WikiLeaks yesterday published an absolute treasure trove of data detailing how the CIA utilizes specialized software and hacking tools to successfully infiltrate, spy on, and in some instances remotely control a vast array of hardware, a list that includes smartphones, web servers, routers and even TVs. In a document dump encompassing nearly 8,000 classified files, we learn that the CIA has an impressive arsenal of software exploits that leaves no computing platform safe from attack.
“The CIA has developed automated multi-platform malware attack and control systems covering Windows, Mac OS X, Solaris, Linux and more,” the report notes.
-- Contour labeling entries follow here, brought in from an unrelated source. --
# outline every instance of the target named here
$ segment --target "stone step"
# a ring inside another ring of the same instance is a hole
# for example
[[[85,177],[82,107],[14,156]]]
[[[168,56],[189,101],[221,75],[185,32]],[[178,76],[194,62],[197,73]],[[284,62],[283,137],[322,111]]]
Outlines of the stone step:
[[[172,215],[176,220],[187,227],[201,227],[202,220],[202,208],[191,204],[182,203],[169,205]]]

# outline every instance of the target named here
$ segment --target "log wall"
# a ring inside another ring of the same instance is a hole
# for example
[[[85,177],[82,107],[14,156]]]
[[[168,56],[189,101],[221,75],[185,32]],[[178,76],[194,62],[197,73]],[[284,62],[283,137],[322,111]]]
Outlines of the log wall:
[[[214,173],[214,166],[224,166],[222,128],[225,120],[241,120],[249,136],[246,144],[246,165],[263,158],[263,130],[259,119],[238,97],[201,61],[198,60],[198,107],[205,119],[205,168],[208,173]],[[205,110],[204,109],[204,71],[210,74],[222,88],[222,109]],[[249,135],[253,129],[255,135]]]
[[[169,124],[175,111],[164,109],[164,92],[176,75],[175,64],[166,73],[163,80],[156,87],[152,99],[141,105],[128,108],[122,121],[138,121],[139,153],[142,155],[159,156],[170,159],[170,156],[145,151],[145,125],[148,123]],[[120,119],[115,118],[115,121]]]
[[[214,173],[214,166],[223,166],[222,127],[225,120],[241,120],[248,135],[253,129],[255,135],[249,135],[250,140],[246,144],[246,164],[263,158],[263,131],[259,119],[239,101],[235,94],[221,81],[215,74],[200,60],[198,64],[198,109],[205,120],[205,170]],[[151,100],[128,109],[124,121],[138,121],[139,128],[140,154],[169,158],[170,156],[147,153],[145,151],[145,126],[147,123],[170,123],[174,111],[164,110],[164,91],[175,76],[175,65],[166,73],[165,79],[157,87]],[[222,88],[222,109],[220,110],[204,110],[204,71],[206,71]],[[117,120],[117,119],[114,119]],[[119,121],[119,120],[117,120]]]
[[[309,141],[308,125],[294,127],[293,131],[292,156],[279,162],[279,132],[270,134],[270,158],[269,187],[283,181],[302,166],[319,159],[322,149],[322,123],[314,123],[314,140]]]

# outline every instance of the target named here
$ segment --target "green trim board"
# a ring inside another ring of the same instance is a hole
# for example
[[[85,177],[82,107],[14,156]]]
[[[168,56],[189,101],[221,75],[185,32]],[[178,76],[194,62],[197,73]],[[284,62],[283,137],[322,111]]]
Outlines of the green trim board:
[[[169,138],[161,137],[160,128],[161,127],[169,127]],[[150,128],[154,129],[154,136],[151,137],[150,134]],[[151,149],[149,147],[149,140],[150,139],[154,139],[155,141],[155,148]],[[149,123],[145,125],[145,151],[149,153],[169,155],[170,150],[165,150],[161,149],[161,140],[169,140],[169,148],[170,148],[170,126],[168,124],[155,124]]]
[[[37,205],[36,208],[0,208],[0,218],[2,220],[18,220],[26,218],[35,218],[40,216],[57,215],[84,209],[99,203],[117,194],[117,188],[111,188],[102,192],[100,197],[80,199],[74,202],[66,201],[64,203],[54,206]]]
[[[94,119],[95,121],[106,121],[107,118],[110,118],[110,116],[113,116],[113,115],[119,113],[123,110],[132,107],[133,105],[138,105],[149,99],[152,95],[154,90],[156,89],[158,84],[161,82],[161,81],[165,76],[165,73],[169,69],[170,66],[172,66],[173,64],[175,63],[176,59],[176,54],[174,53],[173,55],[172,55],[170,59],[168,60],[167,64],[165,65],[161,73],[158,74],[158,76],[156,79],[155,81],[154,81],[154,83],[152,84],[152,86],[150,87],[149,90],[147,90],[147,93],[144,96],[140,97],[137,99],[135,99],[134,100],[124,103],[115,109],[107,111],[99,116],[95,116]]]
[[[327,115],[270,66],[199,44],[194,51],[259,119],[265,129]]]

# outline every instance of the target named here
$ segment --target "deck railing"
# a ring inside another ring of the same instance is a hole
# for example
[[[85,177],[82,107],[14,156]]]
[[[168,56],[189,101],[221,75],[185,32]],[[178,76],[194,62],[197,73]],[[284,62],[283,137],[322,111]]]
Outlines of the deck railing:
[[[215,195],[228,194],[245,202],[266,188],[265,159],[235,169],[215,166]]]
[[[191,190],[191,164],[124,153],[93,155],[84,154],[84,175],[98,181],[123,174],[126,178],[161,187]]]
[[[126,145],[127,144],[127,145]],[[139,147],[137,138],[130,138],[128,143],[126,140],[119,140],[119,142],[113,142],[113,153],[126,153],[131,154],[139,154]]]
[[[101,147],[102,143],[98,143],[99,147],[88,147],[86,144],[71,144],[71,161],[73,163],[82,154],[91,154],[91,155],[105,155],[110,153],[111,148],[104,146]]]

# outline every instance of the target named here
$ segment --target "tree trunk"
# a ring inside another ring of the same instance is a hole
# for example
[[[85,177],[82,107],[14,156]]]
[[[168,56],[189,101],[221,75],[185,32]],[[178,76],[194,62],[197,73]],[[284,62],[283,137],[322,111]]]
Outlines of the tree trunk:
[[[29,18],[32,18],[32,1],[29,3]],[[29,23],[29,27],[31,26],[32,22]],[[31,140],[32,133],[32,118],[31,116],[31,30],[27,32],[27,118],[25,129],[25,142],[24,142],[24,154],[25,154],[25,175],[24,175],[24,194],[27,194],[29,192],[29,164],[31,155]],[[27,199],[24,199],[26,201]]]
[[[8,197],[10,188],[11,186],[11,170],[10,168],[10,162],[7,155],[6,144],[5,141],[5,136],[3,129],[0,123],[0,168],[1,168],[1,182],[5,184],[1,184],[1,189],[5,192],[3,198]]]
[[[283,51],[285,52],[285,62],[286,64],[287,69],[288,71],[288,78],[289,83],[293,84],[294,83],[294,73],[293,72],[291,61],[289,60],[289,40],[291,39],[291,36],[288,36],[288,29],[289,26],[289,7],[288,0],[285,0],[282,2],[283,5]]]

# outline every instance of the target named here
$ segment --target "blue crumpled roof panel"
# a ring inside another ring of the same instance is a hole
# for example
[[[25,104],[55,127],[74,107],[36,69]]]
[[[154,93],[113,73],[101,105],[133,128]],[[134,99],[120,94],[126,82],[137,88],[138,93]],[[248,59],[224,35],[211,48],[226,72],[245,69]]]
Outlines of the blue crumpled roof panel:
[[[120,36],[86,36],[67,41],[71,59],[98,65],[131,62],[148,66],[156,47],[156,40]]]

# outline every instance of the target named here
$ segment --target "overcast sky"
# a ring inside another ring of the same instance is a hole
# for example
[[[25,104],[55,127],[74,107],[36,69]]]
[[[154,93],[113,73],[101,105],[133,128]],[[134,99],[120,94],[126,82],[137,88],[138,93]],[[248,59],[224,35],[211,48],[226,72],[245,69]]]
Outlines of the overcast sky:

Of particular interest is the revelation that the CIA houses an internal group which busies itself with iOS-based exploits exclusively.
Despite iPhone’s minority share (14.5%) of the global smart phone market in 2016, a specialized unit in the CIA’s Mobile Development Branch produces malware to infest, control and exfiltrate data from iPhones and other Apple products running iOS, such as iPads. CIA’s arsenal includes numerous local and remote “zero days” developed by CIA or obtained from GCHQ, NSA, FBI or purchased from cyber arms contractors such as Baitshop. The disproportionate focus on iOS may be explained by the popularity of the iPhone among social, political, diplomatic and business elites.
In the wake of these revelations, Apple late on Tuesday issued a statement to alleviate concerns that the company’s products might still be vulnerable to a laundry list of CIA exploits. In short, Apple maintains that many of the iOS vulnerabilities the CIA previously relied upon have already been patched.
Apple’s statement reads:
Apple is deeply committed to safeguarding our customers’ privacy and security. The technology built into today’s iPhone represents the best data security available to consumers, and we’re constantly working to keep it that way. Our products and software are designed to quickly get security updates into the hands of our customers, with nearly 80 percent of users running the latest version of our operating system. While our initial analysis indicates that many of the issues leaked today were already patched in the latest iOS, we will continue work to rapidly address any identified vulnerabilities. We always urge customers to download the latest iOS to make sure they have the most recent security updates.
While it’s only natural to draw parallels between the recent CIA document dump and the collection of classified NSA documents leaked by Edward Snowden, some security experts believe that the release of the CIA’s hacking arsenal is far more serious because it references exploits that are far more current than some of the tools and methods revealed by Snowden.